Plon (4p. 21-23).


VII


Un jour, son cheval, qui marchait depuis le matin, mit le pied dans un trou et tomba si malheureusement, tant il était recru, qu’il se rompit le cou. Perceval se releva meurtri, mais sans grand mal, et reprit son chemin à pied. Il alla ainsi jusqu’à la nuit, et comme il se sentait très las, et qu’il ne voyait ni abri ni maison, il s’étendit sous un arbre et s’endormit.

Or, à minuit, il s’éveilla : devant lui se tenait une femme, on ne peut plus belle et avenante, qui lui demanda ce qu’il faisait là.

— Ni bien ni mal, répondit-il, mais, si j’avais un cheval, je m’en irais volontiers.

— Qu’à cela ne tienne ! Je vais t’amener le plus beau destrier qui soit.

Perceval accepta, car il était simple de cœur et ne songeait pas à malice : et la femme rentra dans l’ombre, puis en ressortit presque aussitôt, menant en main un grand cheval, le mieux fait et le plus richement harnaché qu’on ait jamais vu ; sachez en effet que le frein et les étriers en étaient de fin or et les arçons d’ivoire tout gemmé de pierreries et émaillé de fleurettes ; mais l’œil luisait comme un charbon ardent et la robe était si finement noire que c’était merveille de la voir.
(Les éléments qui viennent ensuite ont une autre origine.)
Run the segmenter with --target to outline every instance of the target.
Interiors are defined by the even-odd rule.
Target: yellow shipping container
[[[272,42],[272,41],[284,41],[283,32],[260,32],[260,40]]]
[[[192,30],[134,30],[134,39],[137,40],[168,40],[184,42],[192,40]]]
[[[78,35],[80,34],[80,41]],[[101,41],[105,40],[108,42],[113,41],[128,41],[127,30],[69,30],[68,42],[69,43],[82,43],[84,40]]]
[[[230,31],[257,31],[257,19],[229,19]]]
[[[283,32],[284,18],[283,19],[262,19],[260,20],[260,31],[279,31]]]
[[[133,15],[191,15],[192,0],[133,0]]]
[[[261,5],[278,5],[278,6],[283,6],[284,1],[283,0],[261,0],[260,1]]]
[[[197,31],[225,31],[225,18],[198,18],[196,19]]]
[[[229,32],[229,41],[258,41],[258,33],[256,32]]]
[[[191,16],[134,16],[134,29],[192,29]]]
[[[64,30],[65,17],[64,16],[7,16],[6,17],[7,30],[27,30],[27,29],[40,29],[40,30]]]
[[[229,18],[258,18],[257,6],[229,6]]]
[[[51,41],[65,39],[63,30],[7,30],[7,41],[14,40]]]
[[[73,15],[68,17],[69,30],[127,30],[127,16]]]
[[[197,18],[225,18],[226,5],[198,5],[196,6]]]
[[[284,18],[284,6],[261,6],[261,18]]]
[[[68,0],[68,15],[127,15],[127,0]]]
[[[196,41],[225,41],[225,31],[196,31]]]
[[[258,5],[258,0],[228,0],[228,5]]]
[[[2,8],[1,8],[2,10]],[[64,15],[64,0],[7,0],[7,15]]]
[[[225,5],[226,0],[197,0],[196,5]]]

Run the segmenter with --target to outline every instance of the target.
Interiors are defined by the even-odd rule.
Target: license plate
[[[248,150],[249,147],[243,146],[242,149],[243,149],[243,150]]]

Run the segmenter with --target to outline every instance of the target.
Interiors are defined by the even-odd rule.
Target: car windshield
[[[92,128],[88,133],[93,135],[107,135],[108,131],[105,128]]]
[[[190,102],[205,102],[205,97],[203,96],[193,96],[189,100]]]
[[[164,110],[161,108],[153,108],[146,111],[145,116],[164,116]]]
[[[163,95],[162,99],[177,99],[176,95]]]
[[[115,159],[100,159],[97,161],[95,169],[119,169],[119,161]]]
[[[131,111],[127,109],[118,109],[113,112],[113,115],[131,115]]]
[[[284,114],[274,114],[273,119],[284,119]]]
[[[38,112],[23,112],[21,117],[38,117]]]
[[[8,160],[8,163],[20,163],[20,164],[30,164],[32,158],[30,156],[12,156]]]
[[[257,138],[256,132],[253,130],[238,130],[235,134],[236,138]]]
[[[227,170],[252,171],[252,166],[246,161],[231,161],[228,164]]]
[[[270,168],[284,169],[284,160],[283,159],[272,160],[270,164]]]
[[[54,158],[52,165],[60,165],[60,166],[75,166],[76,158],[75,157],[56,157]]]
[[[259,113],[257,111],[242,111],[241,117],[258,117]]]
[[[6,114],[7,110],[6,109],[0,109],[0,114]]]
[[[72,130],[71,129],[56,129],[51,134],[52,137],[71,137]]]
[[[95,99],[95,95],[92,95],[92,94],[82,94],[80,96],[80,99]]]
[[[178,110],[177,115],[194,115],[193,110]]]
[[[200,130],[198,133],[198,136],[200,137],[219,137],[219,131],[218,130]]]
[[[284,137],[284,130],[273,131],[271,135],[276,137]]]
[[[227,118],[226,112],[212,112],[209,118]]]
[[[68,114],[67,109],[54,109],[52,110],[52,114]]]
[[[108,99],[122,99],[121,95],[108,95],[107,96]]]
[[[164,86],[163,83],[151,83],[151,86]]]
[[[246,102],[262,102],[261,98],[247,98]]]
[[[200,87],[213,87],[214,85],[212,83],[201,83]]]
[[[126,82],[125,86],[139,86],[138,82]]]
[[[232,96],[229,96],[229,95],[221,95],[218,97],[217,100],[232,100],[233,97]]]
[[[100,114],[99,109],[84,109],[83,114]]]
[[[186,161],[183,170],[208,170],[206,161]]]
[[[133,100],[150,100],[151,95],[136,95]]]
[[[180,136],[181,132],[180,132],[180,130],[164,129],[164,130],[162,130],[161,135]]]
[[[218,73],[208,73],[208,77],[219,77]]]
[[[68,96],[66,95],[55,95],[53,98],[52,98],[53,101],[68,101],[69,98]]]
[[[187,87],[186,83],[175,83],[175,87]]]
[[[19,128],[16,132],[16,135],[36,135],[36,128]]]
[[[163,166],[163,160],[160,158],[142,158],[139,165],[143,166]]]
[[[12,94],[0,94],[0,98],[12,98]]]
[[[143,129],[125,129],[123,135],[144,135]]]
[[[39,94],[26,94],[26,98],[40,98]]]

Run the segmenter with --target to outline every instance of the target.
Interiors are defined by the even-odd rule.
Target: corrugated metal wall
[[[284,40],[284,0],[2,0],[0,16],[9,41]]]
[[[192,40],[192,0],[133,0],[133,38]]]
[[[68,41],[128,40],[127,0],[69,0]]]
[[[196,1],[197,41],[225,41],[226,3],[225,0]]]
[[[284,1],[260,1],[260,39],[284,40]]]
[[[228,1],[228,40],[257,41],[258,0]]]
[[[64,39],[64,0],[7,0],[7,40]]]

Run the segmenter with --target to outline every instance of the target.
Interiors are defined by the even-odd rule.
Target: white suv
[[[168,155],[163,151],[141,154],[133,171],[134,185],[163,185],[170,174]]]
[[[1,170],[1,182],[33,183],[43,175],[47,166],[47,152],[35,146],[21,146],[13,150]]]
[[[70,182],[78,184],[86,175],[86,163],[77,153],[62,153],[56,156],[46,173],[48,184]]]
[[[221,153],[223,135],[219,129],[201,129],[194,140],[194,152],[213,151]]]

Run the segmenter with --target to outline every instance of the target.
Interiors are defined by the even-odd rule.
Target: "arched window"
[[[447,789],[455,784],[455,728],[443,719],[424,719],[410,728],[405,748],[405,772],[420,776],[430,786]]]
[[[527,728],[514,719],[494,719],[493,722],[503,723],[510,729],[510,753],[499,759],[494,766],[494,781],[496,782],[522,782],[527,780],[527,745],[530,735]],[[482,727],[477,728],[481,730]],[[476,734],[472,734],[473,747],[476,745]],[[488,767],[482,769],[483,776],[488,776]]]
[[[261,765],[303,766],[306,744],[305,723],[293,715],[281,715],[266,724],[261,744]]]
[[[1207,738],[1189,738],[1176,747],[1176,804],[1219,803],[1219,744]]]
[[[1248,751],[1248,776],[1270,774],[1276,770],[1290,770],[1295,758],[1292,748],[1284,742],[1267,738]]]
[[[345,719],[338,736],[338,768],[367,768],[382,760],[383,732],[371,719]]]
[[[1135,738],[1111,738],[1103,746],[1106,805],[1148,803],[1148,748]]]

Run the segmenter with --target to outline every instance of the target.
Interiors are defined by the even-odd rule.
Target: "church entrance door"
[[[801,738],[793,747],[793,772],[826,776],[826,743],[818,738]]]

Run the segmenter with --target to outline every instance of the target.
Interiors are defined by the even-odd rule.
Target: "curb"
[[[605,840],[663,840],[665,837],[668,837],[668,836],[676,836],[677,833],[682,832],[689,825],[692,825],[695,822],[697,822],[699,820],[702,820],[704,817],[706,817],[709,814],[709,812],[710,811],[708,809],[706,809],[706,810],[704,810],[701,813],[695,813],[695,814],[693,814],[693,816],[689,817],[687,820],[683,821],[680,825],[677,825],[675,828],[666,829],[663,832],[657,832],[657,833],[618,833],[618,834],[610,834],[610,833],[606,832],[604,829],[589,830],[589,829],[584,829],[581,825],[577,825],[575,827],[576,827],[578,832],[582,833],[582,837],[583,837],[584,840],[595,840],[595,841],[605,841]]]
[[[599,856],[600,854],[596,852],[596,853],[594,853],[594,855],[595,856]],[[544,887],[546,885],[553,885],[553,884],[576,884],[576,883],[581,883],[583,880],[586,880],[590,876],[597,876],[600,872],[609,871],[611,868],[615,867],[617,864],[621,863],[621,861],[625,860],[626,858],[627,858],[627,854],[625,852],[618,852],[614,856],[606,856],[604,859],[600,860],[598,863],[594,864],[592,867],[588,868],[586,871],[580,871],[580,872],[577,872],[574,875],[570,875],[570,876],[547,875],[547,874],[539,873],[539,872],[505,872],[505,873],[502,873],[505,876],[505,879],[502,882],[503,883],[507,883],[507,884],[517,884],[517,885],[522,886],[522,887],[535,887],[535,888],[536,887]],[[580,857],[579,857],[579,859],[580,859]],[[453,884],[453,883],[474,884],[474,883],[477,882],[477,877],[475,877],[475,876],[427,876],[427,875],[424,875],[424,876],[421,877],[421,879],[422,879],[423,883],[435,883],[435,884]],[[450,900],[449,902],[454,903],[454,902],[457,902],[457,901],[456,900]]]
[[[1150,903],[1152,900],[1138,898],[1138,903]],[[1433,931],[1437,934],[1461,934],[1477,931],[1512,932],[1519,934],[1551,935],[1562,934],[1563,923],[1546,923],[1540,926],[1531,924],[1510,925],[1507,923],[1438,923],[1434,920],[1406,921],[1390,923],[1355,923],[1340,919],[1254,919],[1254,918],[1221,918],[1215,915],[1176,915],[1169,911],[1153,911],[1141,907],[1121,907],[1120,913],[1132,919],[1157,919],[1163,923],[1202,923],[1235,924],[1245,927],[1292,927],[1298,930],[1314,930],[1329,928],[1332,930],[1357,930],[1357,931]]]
D’abord qu’il aperçut ce destrier, Perceval éprouva une sorte d’horreur : mais, preux comme il était, il sauta en selle hardiment, piqua des deux et le cheval partit comme un carreau d’arbalète, de manière qu’en peu de temps il fut bien loin de la forêt. La lune luisait claire et Perceval s’ébahissait à voir passer si vite les bois et les champs ; mais, quand il se trouva à l’entrée d’une obscure vallée au fond de laquelle miroitait un lac noir, et qu’il aperçut que le destrier volait droit vers cette eau sur quoi n’était ni pont ni planche, il eut si grand peur qu’il leva la main et se signa. Aussitôt l’Ennemi, chargé du poids de la Croix qui était trop lourd pour lui, poussa un hurlement épouvantable et jeta son cavalier à terre, puis il sauta dans le lac qui brasilla et d’où jaillirent flammes et étincelles : tel un bûcher ardent où tombe une pierre. Par quoi Perceval le Gallois comprit que c’était le diable qui l’avait emporté.

Il s’écarta de l’eau le plus qu’il put, afin d’échapper aux assauts des démons, s’agenouilla et, tendant les mains vers le ciel, remercia Dieu de bon cœur. Jusqu’à l’aube, il pria de la sorte ; mais, quand le soleil eut fait son tour au firmament et que le jour clair et beau eut abattu la rosée, il se remit en marche vers l’Orient.